Guiseppi DiProfio grew wine grapes in Italy before coming to Canada in 1913. Although his son Joe was exposed to the idea of growing grapes and making wine, he never imagined that he would own his own vineyard. That changed when Joe’s youngest son Fred graduated from Brock University’s Cool Climate Oenology and Viticulture Institute with intentions to become a winemaker. Joe decided that a family run winery would be a great way for Fred to use his talents, purchasing a 12-acre abandoned vineyard in 2008 with 10 acres under vine.
Taking over the vineyard was a challenge for Joe, with some vines damaged or missing, and with harsh Canadian winters, repairing and replacing missing vines was at times difficult. However, hard work paid off and Joe now has nine out of ten acres producing quality fruit for use in DiProfio’s premium wines. Being a U-shaped vineyard surrounded by houses and fruit orchards makes DiProfio’s vineyard unique. “Looking out the back window I can see a house about 50 feet away, and a fruit orchard 100 feet away” Joe says.
Admiring grape growers who have been in the industry for more than twenty years, Joe knows that it takes time to develop a vineyard; he is always honing his craft. Being one of the smallest wineries in Niagara allows the opportunity for unique features like becoming a gravity flow winery. Although other wineries in the region use this concept, DiProfio creates the gravity by having the production and retail space within a 36’x36’x36’ cube where grape processing happens on the top floor and the juice flows down to the bottom floor to be fermented and cellared. Most gravity flow wineries use the natural slope present in their land, but as Joe says, “The Creek-Shores sub-appellation is pretty flat; I had to get creative.”

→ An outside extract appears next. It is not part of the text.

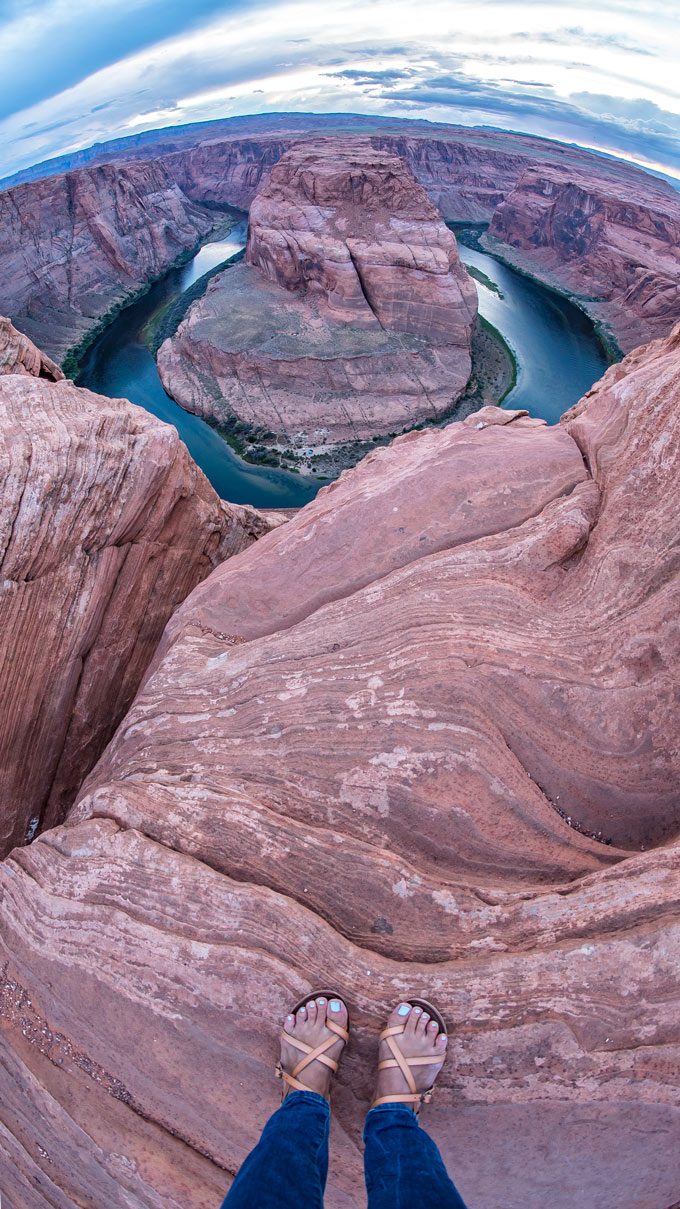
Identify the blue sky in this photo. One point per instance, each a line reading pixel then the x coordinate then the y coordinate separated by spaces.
pixel 605 74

Joe spends his day split between maintaining the vineyard and managing the retail store with his wife. Claiming his biggest challenge as a grape grower is the “pursuit of a healthy crop,” he is always hoping that the weather will cooperate with his plans. Even after the harsh winter of 2013, Joe says that his crops are looking well due to measures such as using wind machines in the vineyard to keep air circulating, and careful trellis management techniques. Growing a diverse crop also helps. “Some crops such as Riesling, Cabernet Sauvignon, Gamay, and Vidal do better on average than Merlot and Sauvignon Blanc,” says DiProfio.